CDT, Day 2 — July 2
I started hiking at 6:30 a.m. under blue skies after a restful night’s sleep. I gained an alpine ridge in a quarter mile on a more or less visible trail and continued east on the ridge for 1.5 miles. From the ridge, the trail descended steeply toward Bobtail Creek, which runs easterly through the valley below.
The trail became better defined as I descended. I waded the creek and continued downhill less steeply through sub-alpine forest and grassy meadows, encountering only a few deadfalls. In a mile, I re-crossed the creek and walked past the remains of a huge 2018 avalanche, where piles of spruce and fir trees rose 10 feet above the ground. Happily, the Forest Service crews have cleared a path through the mess.
About 5 miles into the day, I crossed Bobtail Creek for the last time at the site of the defunct Bobtail mine. As I ate lunch, a fellow who works for Denver Water came by on his ATV and chatted. It turns out that Denver Water diverts large quantities of water through aqueducts and tunnels from the Western Slope in Colorado to the Front Range, where most of the state’s residents live. This kind fellow gave me several energy bars. How great is that?
Well-fed, I headed up a well-graded gavel road with nine switchbacks, gaining 2,000 feet to Jones Pass. Easy footing but hard hiking. I am not yet in trail shape. At the top, I rejoined the official Continental Divide Trail. Turning east on an alpine ridge, I soon met two day hikers who started at the Henderson mine in the valley below.
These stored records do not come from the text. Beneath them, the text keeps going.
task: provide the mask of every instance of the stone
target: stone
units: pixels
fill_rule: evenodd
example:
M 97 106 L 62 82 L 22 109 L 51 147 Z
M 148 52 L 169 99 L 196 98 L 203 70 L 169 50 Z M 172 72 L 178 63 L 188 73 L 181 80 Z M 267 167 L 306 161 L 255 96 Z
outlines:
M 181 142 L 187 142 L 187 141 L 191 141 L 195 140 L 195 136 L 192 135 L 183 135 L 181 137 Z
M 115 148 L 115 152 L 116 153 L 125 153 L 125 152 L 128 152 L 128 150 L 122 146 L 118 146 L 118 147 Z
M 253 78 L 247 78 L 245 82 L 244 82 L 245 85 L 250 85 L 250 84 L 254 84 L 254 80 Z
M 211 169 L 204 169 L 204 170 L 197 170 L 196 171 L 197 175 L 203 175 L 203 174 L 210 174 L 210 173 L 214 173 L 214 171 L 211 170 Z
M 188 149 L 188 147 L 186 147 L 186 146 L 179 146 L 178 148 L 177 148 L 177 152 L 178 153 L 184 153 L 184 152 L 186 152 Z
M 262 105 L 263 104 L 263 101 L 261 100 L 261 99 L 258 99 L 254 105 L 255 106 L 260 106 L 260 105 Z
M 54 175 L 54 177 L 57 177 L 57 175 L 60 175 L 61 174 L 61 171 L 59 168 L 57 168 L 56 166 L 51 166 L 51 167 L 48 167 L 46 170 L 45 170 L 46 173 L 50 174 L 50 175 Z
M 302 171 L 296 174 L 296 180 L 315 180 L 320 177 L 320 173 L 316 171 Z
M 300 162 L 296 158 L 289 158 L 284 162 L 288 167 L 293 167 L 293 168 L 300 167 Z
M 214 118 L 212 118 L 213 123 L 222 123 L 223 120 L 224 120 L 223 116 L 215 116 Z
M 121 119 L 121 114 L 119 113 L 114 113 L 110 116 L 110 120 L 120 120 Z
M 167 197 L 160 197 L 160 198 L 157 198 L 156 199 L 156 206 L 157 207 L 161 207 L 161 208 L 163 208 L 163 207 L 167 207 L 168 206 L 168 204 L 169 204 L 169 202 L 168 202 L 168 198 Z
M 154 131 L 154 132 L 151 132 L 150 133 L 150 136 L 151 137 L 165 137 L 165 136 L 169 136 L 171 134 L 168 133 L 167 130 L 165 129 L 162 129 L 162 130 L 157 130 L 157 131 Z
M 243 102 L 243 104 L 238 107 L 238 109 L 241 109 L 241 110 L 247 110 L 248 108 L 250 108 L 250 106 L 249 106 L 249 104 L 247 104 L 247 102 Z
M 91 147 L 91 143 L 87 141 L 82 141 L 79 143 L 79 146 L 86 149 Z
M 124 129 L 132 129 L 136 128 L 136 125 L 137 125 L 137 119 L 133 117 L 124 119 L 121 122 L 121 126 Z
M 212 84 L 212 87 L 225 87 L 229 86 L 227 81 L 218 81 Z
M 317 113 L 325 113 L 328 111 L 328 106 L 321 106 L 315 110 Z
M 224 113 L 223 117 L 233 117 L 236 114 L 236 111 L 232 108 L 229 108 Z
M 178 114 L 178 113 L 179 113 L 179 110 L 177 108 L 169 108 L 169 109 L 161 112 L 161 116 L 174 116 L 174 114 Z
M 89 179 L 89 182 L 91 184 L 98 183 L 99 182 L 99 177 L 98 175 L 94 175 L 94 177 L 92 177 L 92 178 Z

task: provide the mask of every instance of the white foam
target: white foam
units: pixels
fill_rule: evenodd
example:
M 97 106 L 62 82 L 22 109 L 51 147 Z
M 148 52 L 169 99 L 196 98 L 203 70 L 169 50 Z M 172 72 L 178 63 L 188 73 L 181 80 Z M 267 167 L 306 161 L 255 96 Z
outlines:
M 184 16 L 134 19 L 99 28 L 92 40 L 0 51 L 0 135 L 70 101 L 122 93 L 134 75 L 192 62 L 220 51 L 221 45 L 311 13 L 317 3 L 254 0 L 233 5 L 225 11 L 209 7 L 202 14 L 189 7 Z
I continued east, mostly downhill and occasionally crossing snowfields. On one steep patch of snow, with a long runout ending in a pile of boulders, I got a chance to use my ice axe.
About 4 p.m., I found a smooth, flat, somewhat sheltered campsite at the edge of some krummholz at 11,700 feet in elevation about 100 yards south of the trail. I could have gone farther, but the steep terrain seemed to preclude decent campsites over the next few miles. Also, by this time ominous dark clouds were forming to the south.
I made camp and cooked dinner. About 7 p.m., a trail runner named Len arrived, hemming and hawing about whether to continue south along the CDT. He decided to stay rather than run eight more miles. Just before I turned in at 7:30 p.m., two northbound CDT hikers came by, but didn’t stop.
Another hard, but not exhausting, day.